Slynky opened this issue on Feb 12, 2003 ยท 16 posts
Misha883 posted Wed, 12 February 2003 at 7:45 PM
I honestly don't know. Twenty years ago, when I last did wet darkroom, I just poured things down the drain. Maybe lots of two-headed babies in that neighborhood? In the conventional B&W process, the silver gets dissolved out in the "Fixer." Commercial labs process the fixer to recover this silver. It is a heavy metal, but do not know if it is considered an environmental contaminant. The basic "fixer" material, Sodium Thiosulfate, should not be any big issue. Some of the B&W developers are skin irritants, and the stop bath, (itself being harmless vinegar), will contain traces of the developer. Damn! Even the WASH water may be an issue... C-41 B&W processes, or color, is a different game entirely. Formaldaheyde is definitely part of the process (I forget which), and is nasty, nasty stuff in the environment. [But I think, from what you've said in the past, that conventional silver processes are more your interest? For C-41, go to Quicky-Mart. I always used Dektol for developing (fiber) prints.

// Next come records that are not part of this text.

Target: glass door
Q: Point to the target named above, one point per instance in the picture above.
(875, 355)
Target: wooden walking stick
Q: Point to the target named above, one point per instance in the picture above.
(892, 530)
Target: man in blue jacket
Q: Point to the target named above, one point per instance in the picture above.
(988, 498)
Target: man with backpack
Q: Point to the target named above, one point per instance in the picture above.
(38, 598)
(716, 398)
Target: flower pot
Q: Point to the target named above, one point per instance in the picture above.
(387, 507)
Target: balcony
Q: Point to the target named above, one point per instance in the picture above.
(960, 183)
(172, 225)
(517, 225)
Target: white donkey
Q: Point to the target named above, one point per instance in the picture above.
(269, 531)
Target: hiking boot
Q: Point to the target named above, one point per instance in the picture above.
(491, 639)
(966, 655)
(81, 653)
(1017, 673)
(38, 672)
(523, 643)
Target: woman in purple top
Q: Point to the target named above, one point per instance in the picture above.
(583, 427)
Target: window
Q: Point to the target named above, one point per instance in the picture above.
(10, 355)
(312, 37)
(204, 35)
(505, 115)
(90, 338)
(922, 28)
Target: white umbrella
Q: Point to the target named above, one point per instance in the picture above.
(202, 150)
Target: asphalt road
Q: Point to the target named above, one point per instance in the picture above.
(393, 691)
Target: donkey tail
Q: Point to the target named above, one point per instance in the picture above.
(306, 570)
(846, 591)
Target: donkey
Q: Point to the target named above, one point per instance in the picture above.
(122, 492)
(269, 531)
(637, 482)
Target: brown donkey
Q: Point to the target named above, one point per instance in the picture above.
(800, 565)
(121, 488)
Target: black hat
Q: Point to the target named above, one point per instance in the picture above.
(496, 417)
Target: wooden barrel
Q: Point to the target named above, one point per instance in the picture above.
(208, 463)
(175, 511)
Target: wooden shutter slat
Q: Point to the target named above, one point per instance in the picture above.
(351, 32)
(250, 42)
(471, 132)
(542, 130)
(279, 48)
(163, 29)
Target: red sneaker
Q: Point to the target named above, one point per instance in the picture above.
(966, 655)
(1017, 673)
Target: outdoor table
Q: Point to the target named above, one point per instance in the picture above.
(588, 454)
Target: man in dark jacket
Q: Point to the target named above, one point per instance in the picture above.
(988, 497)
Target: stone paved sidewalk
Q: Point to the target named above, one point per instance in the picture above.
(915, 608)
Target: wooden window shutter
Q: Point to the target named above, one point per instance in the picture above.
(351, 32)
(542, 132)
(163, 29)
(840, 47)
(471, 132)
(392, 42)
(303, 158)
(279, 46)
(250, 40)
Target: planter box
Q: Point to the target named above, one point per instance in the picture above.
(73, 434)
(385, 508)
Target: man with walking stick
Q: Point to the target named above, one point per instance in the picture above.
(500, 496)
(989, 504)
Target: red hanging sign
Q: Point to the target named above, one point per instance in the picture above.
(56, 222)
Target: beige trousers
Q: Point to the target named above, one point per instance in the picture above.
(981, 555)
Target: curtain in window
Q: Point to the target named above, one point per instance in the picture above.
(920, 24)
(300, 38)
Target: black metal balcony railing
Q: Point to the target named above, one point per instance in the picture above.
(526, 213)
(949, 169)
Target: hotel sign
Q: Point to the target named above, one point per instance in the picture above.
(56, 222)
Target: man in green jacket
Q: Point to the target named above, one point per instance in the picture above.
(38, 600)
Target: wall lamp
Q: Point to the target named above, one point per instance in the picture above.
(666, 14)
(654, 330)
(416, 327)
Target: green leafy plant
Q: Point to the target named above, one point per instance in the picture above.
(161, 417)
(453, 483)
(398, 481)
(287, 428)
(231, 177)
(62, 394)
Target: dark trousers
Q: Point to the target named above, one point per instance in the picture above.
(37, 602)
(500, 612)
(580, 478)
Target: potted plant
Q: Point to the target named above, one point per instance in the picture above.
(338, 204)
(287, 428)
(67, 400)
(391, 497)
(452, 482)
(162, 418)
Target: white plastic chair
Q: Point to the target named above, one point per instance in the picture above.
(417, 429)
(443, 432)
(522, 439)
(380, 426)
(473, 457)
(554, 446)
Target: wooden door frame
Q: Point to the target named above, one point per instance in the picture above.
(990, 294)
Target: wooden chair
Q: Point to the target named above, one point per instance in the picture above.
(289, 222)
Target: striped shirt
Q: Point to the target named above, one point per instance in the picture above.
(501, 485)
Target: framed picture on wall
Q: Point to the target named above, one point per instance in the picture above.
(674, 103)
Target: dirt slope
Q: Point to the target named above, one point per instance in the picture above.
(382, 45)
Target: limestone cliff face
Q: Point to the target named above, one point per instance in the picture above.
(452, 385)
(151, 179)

Maybe Selectol if I was doing some funky chloro-bromide paper, but you seem to like the cold black tones. For the "plastic" based "papers", use whatever the manufacturer recommends. Film processing is where you can still make a lot of difference. General work was always D-76. My favorite was using a very fine grained B&W film, ASA 32, and processing it with VERY SLIGHT agitation in an active developer like Rhodenol. HC-something-or-other was also a good general purpose developer. ___ This is a REALLY good thread! Is there ever ANY reason to use the conventional B&W darkroom at home? Are the C-41 processes "just as good"? Do the conventional processes destroy the environment? Is this a motivation to go Digital?